Cont. • My mother, Alaina, was born and raised as French Polynesian island girl out in Oahu until she met my father, who was in the military. She was working as a waitress off base and he was an officer and he’d come into her restaurant, always sit at the same table, always order the same dish: scrambled eggs with a side of SPAM, which is spiced pork and ham, alongside a traditional dish of poi, which is crushed tarot root. SPAM is really popular with the locals since WWII and they put in everything, from sandwiches to soups. My father was trying to eat the local recipes, he said, to impress my mom with his really bad French. She pretty much saw right through it, but the thing she says stuck in her mind was how much ketchup my father put on everything, a trait I have inherited. My mother tells me now that when they started dating, her family—especially my grandfather was really resistant because my father wasn’t a local boy—a Vietnamese boy from San Diego. But my father persisted and even started going over to the house and raved and raved about my grandmother’s food, and he started to gain weight as he dated my mom. My Dad sometimes joked that he had to marry my mom or get kicked out of the Air Force because he couldn’t fit in the planes cockpit anymore! The story of my parents is like the story of ketchup, because it can be found everywhere an American serviceman is stationed around the world, meets a local girl and falls in love with her.

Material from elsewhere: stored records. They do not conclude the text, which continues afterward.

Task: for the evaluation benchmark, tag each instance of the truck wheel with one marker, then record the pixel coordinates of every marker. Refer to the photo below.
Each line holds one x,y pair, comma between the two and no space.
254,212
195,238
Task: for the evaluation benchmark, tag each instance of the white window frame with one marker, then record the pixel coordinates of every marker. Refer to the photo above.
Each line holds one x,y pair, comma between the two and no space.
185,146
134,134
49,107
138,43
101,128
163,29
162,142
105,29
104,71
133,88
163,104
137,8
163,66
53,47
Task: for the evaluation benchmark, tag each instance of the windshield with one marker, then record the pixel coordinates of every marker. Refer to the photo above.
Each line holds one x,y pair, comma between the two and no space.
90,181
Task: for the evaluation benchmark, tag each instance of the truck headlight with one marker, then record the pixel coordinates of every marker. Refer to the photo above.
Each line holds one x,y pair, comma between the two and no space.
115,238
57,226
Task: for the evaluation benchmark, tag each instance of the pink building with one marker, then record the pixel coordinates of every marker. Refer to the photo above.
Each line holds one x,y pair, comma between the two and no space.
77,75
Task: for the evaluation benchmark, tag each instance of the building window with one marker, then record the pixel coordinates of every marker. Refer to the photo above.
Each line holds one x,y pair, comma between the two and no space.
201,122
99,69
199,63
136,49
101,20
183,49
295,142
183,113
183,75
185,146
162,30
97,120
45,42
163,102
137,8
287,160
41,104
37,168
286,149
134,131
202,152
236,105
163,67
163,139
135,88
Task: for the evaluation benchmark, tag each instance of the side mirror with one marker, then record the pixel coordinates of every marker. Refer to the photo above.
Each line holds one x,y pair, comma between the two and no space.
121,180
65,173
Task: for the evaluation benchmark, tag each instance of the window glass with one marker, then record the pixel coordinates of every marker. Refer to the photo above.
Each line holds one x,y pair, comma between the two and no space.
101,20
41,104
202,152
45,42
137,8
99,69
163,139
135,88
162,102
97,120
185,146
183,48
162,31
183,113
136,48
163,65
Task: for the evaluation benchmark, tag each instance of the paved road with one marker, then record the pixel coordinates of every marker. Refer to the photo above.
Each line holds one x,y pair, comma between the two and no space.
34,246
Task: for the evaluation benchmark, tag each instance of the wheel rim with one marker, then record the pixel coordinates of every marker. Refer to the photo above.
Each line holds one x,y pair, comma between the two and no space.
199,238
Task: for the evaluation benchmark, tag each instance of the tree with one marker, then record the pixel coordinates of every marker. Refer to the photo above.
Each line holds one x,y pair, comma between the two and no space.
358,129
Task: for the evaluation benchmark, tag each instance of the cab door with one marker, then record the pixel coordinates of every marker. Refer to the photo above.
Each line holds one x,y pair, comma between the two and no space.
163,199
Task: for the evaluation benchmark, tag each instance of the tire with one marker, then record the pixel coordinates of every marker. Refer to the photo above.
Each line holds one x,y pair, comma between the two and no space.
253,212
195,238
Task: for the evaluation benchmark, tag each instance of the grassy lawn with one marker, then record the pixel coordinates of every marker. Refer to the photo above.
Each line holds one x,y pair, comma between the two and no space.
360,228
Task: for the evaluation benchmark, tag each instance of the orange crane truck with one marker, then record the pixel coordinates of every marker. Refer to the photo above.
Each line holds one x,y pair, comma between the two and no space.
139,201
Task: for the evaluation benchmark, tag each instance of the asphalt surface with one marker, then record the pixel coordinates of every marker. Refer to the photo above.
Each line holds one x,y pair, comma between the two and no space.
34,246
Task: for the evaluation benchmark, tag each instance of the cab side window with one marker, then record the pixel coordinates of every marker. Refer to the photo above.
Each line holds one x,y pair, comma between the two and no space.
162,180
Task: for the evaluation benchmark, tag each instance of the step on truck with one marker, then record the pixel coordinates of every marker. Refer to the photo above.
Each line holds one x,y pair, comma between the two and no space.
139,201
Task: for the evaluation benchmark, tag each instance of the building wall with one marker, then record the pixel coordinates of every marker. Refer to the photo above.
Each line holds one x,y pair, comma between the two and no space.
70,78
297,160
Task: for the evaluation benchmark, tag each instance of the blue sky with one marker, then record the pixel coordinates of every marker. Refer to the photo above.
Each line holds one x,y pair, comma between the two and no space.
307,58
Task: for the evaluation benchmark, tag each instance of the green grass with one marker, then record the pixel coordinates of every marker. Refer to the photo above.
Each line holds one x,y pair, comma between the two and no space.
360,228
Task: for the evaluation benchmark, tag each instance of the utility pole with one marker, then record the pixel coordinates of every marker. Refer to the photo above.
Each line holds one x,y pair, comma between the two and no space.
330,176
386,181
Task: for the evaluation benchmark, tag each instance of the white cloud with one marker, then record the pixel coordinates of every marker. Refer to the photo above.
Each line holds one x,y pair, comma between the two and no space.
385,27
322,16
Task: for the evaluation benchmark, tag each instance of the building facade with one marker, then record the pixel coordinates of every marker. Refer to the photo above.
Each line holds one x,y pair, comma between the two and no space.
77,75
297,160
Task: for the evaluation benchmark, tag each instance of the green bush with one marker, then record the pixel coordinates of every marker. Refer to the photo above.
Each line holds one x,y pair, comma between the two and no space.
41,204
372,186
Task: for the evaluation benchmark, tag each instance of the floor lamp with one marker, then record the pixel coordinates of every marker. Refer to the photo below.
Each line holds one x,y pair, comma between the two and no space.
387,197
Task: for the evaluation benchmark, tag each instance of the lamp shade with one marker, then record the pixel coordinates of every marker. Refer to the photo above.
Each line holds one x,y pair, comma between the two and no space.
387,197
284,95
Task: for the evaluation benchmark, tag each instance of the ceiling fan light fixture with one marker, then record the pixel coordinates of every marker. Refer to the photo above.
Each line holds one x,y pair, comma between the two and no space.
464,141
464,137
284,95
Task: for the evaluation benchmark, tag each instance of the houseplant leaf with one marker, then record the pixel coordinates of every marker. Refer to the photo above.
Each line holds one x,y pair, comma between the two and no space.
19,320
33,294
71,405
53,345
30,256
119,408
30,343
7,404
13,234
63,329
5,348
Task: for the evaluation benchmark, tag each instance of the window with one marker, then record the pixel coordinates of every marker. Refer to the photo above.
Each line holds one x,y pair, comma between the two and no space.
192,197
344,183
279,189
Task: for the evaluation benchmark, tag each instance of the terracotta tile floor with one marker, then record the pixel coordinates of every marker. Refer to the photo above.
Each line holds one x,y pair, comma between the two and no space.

Thirdly, the way I’m like Heinz ketchup is my hair: thick, wooly, and “kinky as a bedspring”. It’s been a source of pride and shame, frustration and hope my entire life. When I was a little girl going to school in Hawaii, other kids gave me a hard time about it because, despite my oval face and almond eyes, it so clearly showed that I wasn’t Hawaiian. I’d tie it back and put it up in a bun and basically try to ignore, but there was no ignoring my curly head of hair in the wind and heat and humidity of Oahu. My mom tried help me tame it, so we tried a lot of different conditioners and treatments to make my hair “behave,” but by the end of the day it was always this billowy, frazzled mess pouring out over my collar. People teased and I hated school because there was no way to hide it other than a kerchief. I pretty much settled on two tight buns all throughout elementary school. When I got to LA, when my dad retired from the military, there were some Samoan girls at my school—they had even bigger hair than I did! But they also took me under their wing and we hung out a lot on the boardwalk, so I saw the incredible variety of people. Also, being SaMo [Santa Monica], pretty much everyone has messed-up hair on the boardwalk, so it wasn’t that big of a deal. With my homegirls, I learned how to dance to the music I liked, introduce them to different foods, and they accept me and my crazy family. The great thing about LA is that there’s a Denny’s on every corner, and at every table a Heinz ketchup bottle, so wherever I go, I feel like I’m at home.